Diese Zahlen waren nicht gezählt, ganz offensichtlich waren sie der trügerische Versuch, dem Grauen eine fassbare Größe zu geben - eine nachgerade atavistische Verwechslung der Dimensionen. Und so bekamen die Dresden-Zahlen auch politische Bedeutung bis auf den heutigen Tag. Für die Neonazis können sie nicht groß genug sein, sie brauchen sie für die Aufrechnung, für die Schuld des "anglo-amerikanischen Bombenterrors", wie das übrigens schon bei Goebbels hieß und auch in der antiimperialistischen DDR zu hören war. Dass die 2004 erstmals in den sächsischen Landtag gewählte NPD auch dort den "Bombenholocaust" zu Protokoll geben konnte, ließ die Stadt Dresden nicht ruhen, die im Jahr 2005 eine Kommission beauftragte, die historische Wahrheit in genaue Zahlen zu fassen.

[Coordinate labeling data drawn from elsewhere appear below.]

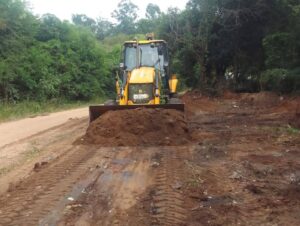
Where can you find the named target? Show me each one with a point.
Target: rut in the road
(34, 198)
(168, 202)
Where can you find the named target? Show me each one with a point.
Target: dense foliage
(248, 45)
(46, 58)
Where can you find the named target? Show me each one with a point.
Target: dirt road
(242, 168)
(17, 130)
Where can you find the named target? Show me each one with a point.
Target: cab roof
(145, 41)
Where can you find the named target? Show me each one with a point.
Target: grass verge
(9, 111)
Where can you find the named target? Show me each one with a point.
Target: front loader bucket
(98, 110)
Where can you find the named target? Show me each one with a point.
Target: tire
(110, 103)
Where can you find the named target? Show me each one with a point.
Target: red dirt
(195, 101)
(139, 127)
(243, 168)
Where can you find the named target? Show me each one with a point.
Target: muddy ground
(242, 168)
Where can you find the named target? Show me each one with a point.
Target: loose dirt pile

Das schon 2008 veröffentliche Zwischenergebnis ist jetzt bestätigt: 18.000 Tote ganz sicher, möglicherweise auch 25.000, eine Rechnung, deren Faktoren grausig penibel sind, wenn beispielsweise die Opfer pro Tonne Bomben veranschlagt werden. Maximal 25.000 Tote, das ist jetzt, nach 65 Jahren, die amtliche Zahl.

Vernünftiger Zweifel ist nicht mehr möglich. Aber spielt der in Politik, in Fragen von Schuld und Sühne, bei der Auseinandersetzung um Täter und Opfer überhaupt eine Rolle? Ist Dresden mit diesen Zahlen, dem Achtfachen von "Nine-Eleven", wirklich zu messen? Ist man mit dem Versuch, Dresden über Zahlen zu objektivieren, dem Grauenhaften eine nachrechenbare Dimension zu geben, nicht den Aufrechnern auch auf den Leim gegangen? Ja, die Zahlen mögen stimmen, aber sie beantworten die Fragen nicht, die heute noch umtreiben. Und die Propaganda mit "Dresden" wird so auch nicht beendet. Denn sie wird nun erweitert um die Behauptung der auftragsgemäß gefälschten Zahlen. Die Toten kommen nicht zur Ruhe, ganz gleich, wie viele es waren und sind.